With the molded-pulp bottle, consumers immediately understand the environmental proposition of the package. And, the likelihood of the molded-pulp shell being recycled is much greater, as OCC is recycled at a rate of 82% and ONP at 88%. “Recycled-content HDPE bottles are industry-leading,” says Swaine, “but it’s hard to tell the story because they look so much like traditional bottles. The new bottle is completely unique.”
Ecologic Brands (www.ecologicbrands.com) has found a winning application for its multi-component molded-pulp package in Seventh Generation’s new 4X concentrated brand of liquid laundry detergent (see packworld.com/package-31622 and packworld.com/video-31689). The product has been on shelf for just 12 weeks (at presstime) and is already the number-three top-selling detergent in its category of 150 SKUs. The package was also a winner with the 2011 Greener Package Awards judges, who rewarded it with an Environmental Impact award in the Non FDA-Regulated Products category. The Seventh Generation container consists of a molded-pulp outer shell made from 70% recycled cardboard (OCC) and 30% old newspapers (ONP) that can be recycled up to seven times. The material, without the paper label, has been certified through the Biodegradable Products Institute as being compostable per ASTM 6868. The package’s inner film pouch with spout has been constructed of polyethylene only, making it suitable for recycling with plastic grocery bags in retailer drop-off bins from Trex. When compared with a rigid plastic container, the pouch reduces plastic use by 75%, Ecologic informs. And, because the shells can be nested and the pouch can be transported flat to Seventh Generation, one truckload of the packaging materials equals nine truckloads of rigid plastic containers. Lastly, the package closure, as with most traditional laundry containers, is made from polypropylene, and is recyclable through Preserve’s Gimme 5 recyclingprogram, found in Whole Foods Market stores. The result: A lighter-weight package that easily fits into the existing recycling stream. Not that Seventh Generation is any newcomer to sustainable packaging advancements. At 80%, the company boasts the largest content of post-consumer recycled high-density polyethylene in its rigid laundry detergent containers. “We were reluctant at first to look at the molded-pulp bottle, because we had worked so hard at recycled HDPE,” says Peter Swaine, Seventh Generation’s director of packaging development. “But the reality is that only 29 percent of HDPE is recycled.” Swaine attributes the low number to several factors, including lack of consumer education, confusion surrounding the SPI codes for plastics, and the lack of recycling in many U.S. municipalities.
As Ecologic founder and CEO Julie Corbett explains, part of that unique appearance also comes from the challenges associated with using recycled paper materials, which often have a large variance in the quality and origins of the feedstock. “Both these factors will have an effect on the color and outside appearance of the shell,” she says. “For example, small spots or flecks might be visible on the outside and inside of the shell.”

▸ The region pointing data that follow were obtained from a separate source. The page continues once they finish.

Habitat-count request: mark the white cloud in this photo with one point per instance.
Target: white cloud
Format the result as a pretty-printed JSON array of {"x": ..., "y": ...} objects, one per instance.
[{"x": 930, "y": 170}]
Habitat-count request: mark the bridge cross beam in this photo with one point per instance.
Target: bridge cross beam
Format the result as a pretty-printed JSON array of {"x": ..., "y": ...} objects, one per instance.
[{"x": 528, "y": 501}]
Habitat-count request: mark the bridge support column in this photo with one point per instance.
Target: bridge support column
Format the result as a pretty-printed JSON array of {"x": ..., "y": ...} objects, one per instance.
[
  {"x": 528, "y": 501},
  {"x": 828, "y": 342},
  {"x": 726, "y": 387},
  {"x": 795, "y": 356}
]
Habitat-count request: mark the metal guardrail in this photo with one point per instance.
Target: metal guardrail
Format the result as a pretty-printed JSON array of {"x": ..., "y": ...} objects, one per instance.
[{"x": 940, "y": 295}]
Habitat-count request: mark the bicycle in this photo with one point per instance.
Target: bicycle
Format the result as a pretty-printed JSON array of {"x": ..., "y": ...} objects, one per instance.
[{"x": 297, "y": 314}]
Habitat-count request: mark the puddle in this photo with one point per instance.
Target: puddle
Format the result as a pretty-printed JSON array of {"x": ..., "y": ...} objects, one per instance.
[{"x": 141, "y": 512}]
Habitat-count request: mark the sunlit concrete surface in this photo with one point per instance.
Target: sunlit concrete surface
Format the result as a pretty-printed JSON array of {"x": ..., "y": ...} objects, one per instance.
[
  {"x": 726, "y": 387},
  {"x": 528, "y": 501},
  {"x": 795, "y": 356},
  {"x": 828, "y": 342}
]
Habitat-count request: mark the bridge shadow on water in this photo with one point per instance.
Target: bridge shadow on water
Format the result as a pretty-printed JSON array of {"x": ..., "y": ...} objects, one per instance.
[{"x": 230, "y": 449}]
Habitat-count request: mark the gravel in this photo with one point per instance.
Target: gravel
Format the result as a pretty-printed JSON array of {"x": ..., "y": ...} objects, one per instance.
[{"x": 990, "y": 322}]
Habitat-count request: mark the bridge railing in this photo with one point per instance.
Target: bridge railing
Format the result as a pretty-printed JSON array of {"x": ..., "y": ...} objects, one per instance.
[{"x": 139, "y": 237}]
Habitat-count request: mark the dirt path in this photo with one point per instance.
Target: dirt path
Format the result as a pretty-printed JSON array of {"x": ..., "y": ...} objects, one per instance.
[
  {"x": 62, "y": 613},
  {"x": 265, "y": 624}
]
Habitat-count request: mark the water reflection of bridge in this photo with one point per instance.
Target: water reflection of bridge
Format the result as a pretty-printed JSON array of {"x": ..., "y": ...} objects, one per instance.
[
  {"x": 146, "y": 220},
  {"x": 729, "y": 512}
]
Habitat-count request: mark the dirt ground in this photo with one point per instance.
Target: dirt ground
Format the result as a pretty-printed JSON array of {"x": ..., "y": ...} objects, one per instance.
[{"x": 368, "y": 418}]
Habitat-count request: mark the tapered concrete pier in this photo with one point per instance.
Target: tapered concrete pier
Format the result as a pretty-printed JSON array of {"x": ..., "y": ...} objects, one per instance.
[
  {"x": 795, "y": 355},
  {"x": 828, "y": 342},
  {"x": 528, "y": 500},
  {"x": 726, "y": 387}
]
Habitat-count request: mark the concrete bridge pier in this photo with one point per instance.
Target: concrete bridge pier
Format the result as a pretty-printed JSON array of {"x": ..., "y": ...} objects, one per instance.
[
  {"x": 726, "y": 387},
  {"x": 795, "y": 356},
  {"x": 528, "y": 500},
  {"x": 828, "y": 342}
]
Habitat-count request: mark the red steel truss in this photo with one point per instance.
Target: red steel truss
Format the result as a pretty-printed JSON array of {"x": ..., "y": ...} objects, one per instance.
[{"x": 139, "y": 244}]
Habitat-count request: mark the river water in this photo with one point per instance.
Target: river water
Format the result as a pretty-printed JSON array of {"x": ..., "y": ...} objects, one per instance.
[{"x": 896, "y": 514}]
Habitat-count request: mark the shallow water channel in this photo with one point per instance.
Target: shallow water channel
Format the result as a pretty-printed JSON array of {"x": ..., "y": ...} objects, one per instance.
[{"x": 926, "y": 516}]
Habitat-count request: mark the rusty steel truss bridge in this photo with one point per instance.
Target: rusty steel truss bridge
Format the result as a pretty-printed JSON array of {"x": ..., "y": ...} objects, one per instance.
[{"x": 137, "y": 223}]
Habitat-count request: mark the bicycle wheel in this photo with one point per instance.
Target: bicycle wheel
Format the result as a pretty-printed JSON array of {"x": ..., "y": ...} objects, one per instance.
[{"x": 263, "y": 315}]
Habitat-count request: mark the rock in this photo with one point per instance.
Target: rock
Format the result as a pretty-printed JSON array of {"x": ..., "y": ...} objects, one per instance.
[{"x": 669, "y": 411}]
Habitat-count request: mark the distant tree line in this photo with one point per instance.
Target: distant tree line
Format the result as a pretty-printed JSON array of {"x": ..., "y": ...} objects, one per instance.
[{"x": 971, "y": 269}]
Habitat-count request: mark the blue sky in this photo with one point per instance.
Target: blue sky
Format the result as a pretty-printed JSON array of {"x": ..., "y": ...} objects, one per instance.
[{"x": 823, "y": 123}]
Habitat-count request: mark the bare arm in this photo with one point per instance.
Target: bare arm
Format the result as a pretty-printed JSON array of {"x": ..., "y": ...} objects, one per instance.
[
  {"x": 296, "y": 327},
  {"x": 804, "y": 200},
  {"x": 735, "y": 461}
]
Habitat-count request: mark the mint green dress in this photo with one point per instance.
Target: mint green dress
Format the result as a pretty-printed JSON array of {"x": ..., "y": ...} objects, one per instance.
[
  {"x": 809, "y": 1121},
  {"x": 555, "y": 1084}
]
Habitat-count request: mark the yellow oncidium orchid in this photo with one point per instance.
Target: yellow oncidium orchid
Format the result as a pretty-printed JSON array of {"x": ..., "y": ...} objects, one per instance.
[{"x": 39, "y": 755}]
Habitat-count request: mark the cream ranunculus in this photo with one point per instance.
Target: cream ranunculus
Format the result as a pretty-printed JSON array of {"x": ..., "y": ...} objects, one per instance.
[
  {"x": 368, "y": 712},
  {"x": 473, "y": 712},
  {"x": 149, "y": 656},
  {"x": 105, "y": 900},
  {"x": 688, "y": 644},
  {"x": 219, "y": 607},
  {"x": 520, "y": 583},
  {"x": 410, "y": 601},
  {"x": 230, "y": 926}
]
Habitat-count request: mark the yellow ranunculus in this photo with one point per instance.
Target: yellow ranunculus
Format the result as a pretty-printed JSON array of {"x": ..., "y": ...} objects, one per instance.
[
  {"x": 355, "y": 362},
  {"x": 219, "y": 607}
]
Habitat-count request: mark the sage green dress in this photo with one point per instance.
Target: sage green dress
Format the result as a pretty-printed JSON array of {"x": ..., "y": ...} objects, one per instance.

“If we want to continue to make products from recycled materials, this is something consumers will have to overcome. Our bottle’s general likeability and design will help consumers better understand that the beauty of a package is not only about the outside appearance, but also about the origins of materials.”

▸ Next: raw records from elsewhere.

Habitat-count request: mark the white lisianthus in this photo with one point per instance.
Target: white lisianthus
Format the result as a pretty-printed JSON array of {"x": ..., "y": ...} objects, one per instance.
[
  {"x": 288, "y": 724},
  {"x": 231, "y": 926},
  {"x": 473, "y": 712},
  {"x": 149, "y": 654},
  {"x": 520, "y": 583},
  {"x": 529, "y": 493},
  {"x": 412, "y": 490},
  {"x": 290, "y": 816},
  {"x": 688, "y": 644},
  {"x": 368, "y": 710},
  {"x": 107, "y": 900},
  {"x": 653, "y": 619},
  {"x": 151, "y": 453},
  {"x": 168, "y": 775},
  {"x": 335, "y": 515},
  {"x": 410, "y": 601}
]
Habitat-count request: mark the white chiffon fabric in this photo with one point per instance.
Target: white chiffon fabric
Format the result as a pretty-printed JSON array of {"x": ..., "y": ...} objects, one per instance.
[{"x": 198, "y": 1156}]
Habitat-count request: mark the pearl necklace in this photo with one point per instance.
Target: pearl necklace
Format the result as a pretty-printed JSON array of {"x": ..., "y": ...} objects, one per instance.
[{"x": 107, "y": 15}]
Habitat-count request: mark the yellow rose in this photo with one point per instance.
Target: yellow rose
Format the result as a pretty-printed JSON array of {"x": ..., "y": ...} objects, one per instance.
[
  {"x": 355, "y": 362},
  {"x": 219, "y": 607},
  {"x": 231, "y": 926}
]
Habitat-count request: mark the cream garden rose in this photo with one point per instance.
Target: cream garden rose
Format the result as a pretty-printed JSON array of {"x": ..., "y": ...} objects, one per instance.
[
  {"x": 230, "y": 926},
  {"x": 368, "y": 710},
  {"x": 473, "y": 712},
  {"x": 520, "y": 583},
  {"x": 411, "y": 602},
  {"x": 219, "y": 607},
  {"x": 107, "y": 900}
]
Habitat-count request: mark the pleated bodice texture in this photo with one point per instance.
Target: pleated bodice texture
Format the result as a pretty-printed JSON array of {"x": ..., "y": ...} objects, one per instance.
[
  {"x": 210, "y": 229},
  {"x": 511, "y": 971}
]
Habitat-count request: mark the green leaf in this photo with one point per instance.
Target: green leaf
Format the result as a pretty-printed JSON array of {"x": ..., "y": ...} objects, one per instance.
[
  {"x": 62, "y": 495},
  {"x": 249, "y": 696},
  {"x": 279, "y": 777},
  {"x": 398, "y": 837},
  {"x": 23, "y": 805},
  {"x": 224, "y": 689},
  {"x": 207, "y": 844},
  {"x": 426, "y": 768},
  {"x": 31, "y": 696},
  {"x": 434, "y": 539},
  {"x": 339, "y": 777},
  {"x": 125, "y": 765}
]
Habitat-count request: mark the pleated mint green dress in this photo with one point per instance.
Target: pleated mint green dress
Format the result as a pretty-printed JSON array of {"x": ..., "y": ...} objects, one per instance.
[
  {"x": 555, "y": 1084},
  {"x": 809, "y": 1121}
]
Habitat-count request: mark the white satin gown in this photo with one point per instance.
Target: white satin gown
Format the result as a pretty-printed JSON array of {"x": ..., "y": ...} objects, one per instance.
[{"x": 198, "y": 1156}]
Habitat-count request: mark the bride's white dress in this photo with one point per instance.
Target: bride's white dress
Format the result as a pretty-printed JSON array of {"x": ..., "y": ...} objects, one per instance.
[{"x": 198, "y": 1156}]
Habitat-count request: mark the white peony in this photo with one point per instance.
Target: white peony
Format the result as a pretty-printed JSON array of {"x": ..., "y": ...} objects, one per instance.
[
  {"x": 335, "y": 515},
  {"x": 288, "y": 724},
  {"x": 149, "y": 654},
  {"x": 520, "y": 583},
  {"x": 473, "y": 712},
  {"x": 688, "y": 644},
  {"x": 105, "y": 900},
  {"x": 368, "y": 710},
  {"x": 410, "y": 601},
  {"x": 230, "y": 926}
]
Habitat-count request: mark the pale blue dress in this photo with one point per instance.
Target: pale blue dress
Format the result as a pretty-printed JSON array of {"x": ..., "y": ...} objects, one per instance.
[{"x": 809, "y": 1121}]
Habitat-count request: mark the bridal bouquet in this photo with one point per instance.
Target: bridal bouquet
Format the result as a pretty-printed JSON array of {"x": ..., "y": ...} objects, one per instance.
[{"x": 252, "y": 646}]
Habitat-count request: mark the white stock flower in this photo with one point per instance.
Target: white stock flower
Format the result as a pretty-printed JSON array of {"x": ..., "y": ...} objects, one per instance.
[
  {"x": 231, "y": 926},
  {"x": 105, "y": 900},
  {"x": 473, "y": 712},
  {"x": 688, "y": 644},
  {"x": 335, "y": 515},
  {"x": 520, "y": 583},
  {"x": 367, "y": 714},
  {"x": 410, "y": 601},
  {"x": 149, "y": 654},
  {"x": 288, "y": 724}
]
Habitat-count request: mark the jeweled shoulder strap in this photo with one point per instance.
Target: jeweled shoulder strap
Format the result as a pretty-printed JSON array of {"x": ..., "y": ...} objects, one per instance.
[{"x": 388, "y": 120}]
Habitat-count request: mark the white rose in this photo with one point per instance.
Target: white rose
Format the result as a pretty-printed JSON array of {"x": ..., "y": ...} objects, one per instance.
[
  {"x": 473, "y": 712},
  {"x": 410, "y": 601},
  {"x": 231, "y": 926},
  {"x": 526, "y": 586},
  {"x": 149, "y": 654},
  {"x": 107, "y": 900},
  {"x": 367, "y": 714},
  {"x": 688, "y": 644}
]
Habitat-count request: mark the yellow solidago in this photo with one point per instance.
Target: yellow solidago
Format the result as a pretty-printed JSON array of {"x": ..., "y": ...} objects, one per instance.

One current package-manufacturing drawback of the shell versus injection molding of rigid plastics is that the molded-pulp packaging requires the application of heat longer than required for plastic. Corbett assures that technology is quickly advancing to solve this issue. “The direction is the right direction, and this is an industry that has taken on a new life, but it’s kind of at its infancy in terms of infrastructure.”
Corbett reports that future projects in the works for Ecologic include the development of a 64-oz stock container, as well as other stock sizes, and “custom bottles for many other customers for liquids, dry ingredients, consumables, and non-consumable products.”
Says Greener Package Awards judge Jack DiMartino of Stonyfield Farms, “I love everything about this project; the amount of thought and consideration for its consumers and the environment, puts Seventh Generation on a different level for sustainable packaging.”